The Problem With Lying: Sometimes you’ll forget and let it slip…
For decades the American left has claimed to stand for the rule of law – particularly as it related to The Supreme Court and nominees thereto. Of course by standing for “the rule of law” they mean adherence to the opinions of liberal majorities who’s more outrages precedents include the sudden discovery of the word “Privacy” in the Constitution - which clearly meant to prohibit states from writing laws restricting the freedom of Planned Parenthood… oh no sorry… to restrict states from writing laws which affect the “right” to abort an unborn child. More recently we have the Kelo vs. New London decision which, instead finding new language in the Constitution, Kelo declares that a 500 year old principal of law was wrongly understood (for all 500 years). In Kilo, by a 1 vote margin, the left claims that the purpose of the government’s right (yes this time it does exist) to take a person’s property under eminent domain extended beyond uses for public good (roads etc) to uses desired by big-time political contributors, err ah no actually… it was uses which will, or might, enhance “economic development” and thereby the tax base – regardless of how broad or narrow the potential public benefit. But adherence to the law has been the claim of the lefty-legal establishment as they marched the definition of the Constitution in a one-way ratchet to the left. Perish-the-thought, that the learned justices of the left were making decisions based on their political leanings and their hoped-for political outcomes. Why even liberals understand that if judges were to base decisions on political considerations that no consistency would be provided by the law and no one (well at least not some sore right-wing losers) would respect the law as an institution and they might not obey (rhymes with McVeigh). No, liberals were four-square behind the rule of law and they even have a name for their Constitutional “structure” – why it’s the “living Constitution” (as in; no dead-white-men need apply).

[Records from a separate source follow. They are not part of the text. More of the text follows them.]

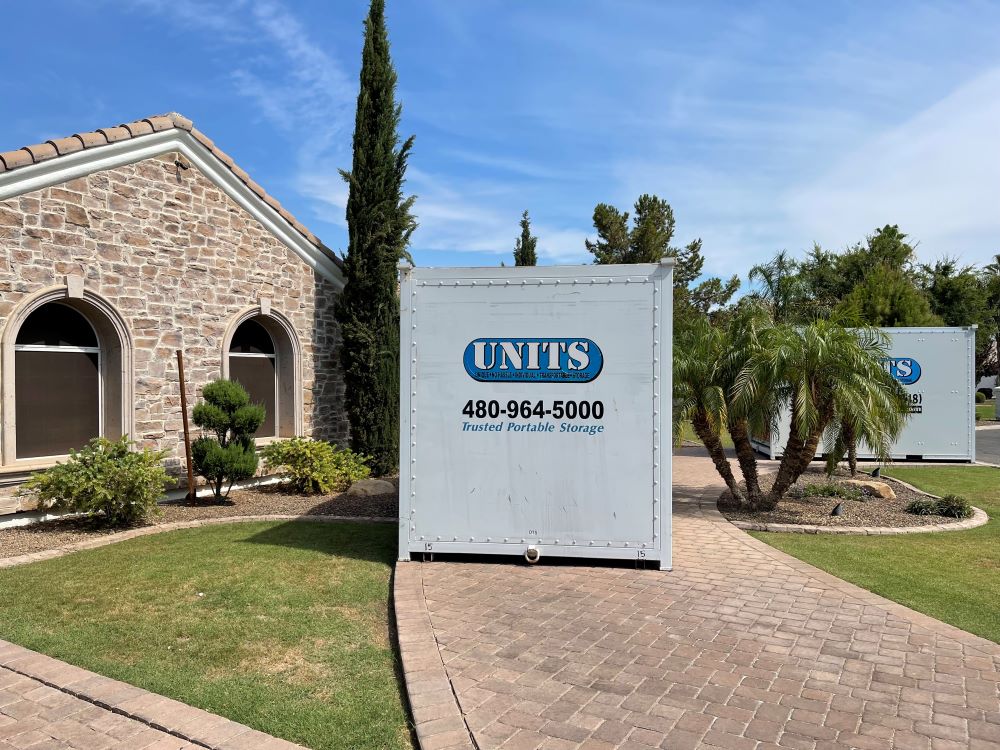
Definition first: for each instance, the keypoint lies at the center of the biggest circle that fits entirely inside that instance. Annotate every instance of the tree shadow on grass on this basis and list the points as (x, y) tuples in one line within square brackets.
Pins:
[(359, 540), (371, 542)]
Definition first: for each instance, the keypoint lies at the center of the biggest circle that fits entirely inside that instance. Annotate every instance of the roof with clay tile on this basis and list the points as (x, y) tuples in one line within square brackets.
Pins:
[(56, 147)]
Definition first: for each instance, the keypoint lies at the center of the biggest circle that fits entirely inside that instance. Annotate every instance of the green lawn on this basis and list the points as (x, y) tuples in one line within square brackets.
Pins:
[(953, 576), (281, 626), (687, 433), (986, 411)]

And so it happened that this past Friday a little something, a little tid-bit slipped out which was, in the opinion of the Washington Post, a mere detail – proof in fact of the Post’s in-depth, ahead-of-the-curve reporting. It seems that a post reported was snooping around in New Hampshire and discovered that someone had been confided-in by Justice David Souter. What Souter said was most likely thought of by the Post’s staff as simply a scoop as to timing. The Post reported that Souter had told a local words to the effect that; “If Obama wins, I’ll be the first one out of there…”. Well, what a scoop, dowdy David is going to vacate his life-time appointment and will make way for what now may be one of three Obama court picks (assuming that the Stevens and Ginsberg each have one foot in the grave). But the Post missed the shocking revelation because it wasn’t a revelation to the Post, or to the lefty-media/law/Washington establishment, not at all.
What the hell would Souter have done if McCain been elected? Souter’s not-so-innocent little comment betrayed Souter’s calculus of vacating the court as 100% political. The Post and the media would have leapt on a conservative’s cold, calculating, bone-chilling, ruthlessness, if one had abdicated to give a newly elected Conservative an appointment. But the 100% political calculus of Souter was not even noticed. I suppose it’s because the left has engaged in such an elaborate charade over their (and Souter’s) political neutrality, for so long, that they forgot to keep the pretense up. And perhaps that’s the effect of the domination of all of Washington by the left – they don’t need to pretend anymore. Not only does Souter’s openly political calculus lay bare his craven nature, it puts the complete lie to every defense of leftist “jurisprudence’ as having the slightest thing to do the rule of law. Now we (Americans, Conservatives) need no longer pretend that liberals are qualified to serve on any courts as plainly they never did and never will be motivated by anything other than power to (their) people. Let us a nation acknowledge what the Post inadvertently revealed, that the left has zero respect for the concept that laws mean anything – they simply cannot, as a matter of ideology, accept facts as fixed and laws as having a set meaning. Thus Americans should openly acknowledge that ideology should be the prime criteria on which to base the qualifications of judicial, and most significantly Supreme Court, nominees. After all, if your beliefs dictate that all truths are “culturally” relevant and that in the “dialectic of thought”, truth, like our Constitution, is constantly evolving, then how can any existing, written set of ideas, be anything other than “living”. And in that circumstance, wouldn’t a person who has “empathy”, be more important than one who simply knows the written words of the law? It’s Orwellian. This is how we get from a nation of laws to a nation of men – God help us.